IBS e CBS em 2026: Como o IVA Dual vai revolucionar (e complicar) o fluxo de caixa das empresas

IBSAtualizado 07/05/2026, 15:35

Reforma Tributária 2026: O IVA Dual (CBS/IBS) exigirá adaptações cruciais para empresas. Custos, fluxo de caixa e novas obrigações fiscais demandam planejamento imediato.

IBS e CBS em 2026: Como o IVA Dual vai revolucionar (e complicar) o fluxo de caixa das empresas

Resposta direta

Reforma Tributária 2026: O IVA Dual (CBS/IBS) exigirá adaptações cruciais para empresas. Custos, fluxo de caixa e novas obrigações fiscais demandam planejamento imediato.

Perguntas-chave

  • O que IBS muda na prática para o contribuinte?
  • Como CBS afeta planejamento e tomada de decisão?

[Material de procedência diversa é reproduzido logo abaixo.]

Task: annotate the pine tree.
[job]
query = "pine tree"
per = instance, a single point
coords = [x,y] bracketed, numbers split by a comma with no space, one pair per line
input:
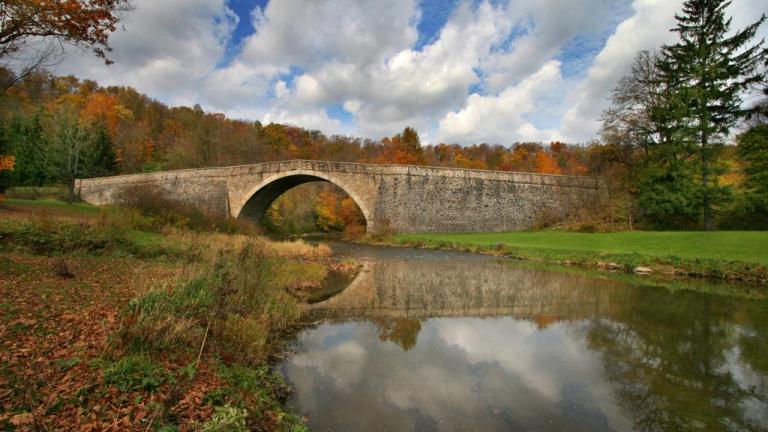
[99,157]
[33,167]
[705,74]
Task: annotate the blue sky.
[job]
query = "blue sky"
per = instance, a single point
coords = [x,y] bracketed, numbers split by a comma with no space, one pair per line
[459,71]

O que muda no seu negócio a partir de janeiro de 2026

A Reforma Tributária não é mais uma promessa distante. Com a Emenda Constitucional 132/2024 e a iminente aprovação da Lei Complementar (PLP 68/24), o Brasil inicia em 2026 a transição para o IVA Dual, composto por:

  • CBS (Contribuição sobre Bens e Serviços): Substitui IPI, PIS e Cofins (União).

  • IBS (Imposto sobre Bens e Serviços): Substitui ICMS e ISS (Estados e Municípios).

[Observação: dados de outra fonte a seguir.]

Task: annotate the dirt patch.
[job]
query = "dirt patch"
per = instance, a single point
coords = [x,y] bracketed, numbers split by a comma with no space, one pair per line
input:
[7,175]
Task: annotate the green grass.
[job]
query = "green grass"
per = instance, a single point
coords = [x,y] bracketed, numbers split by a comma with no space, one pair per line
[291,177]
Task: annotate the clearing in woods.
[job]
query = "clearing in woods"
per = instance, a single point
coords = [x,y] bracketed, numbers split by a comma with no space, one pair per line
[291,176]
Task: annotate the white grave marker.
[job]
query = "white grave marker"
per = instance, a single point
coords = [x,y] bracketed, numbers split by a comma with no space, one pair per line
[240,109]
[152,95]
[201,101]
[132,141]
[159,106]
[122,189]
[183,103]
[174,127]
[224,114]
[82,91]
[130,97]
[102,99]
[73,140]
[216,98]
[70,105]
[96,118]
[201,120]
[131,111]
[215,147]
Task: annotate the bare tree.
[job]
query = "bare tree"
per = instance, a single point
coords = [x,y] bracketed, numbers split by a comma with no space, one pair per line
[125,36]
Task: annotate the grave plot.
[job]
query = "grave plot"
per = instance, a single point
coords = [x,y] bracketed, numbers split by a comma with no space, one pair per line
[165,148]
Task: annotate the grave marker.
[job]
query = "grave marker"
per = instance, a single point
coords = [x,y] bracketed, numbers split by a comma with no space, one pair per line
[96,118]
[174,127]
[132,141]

No primeiro ano, as alíquotas serão simbólicas (0,9% para CBS e 0,1% para IBS), mas a não-cumulatividade plena já exigirá adaptações urgentes nos sistemas contábeis e no fluxo de caixa.

Impacto imediato: 3 riscos que você não pode ignorar

  • 1. Custos de adaptação tecnológica A unificação das guias de recolhimento (CBS + IBS) demandará investimentos em ERP e softwares de compliance fiscal. Empresas que não automatizarem o cálculo do crédito tributário correm o risco de perder a não-cumulatividade e pagar impostos em cascata.

  • 2. Fluxo de caixa em xeque Com a transição gradual até 2033, a alíquota consolidada do IVA pode chegar a 28,55% (a maior do mundo). Embora a carga tributária total não aumente, a concentração em uma única alíquota exigirá planejamento financeiro para evitar desequilíbrios no capital de giro.

  • 3. Novas obrigações acessórias O split payment (pagamento automático do imposto nas transações B2B) entra em vigor em 2027, mas a regulamentação ainda é incerta. Empresas precisam se preparar para:

    • Integração com sistemas bancários para retenção automática do IVA.

    • Revisão de contratos para evitar dupla tributação em operações interestaduais.

    • Treinamento de equipes para lidar com o Comitê Gestor do IBS (novo órgão que centralizará a fiscalização).

Setor de Serviços: O mais afetado pela mudança

Empresas de serviços, historicamente tributadas pelo ISS (alíquotas entre 2% e 5%), enfrentarão um choque de alíquotas com a migração para o IBS. Destaques:

  • Fim da guerra fiscal: O IBS será cobrado no local de consumo, não mais na origem. Isso elimina benefícios fiscais de municípios, mas aumenta a competitividade em regiões com alta demanda.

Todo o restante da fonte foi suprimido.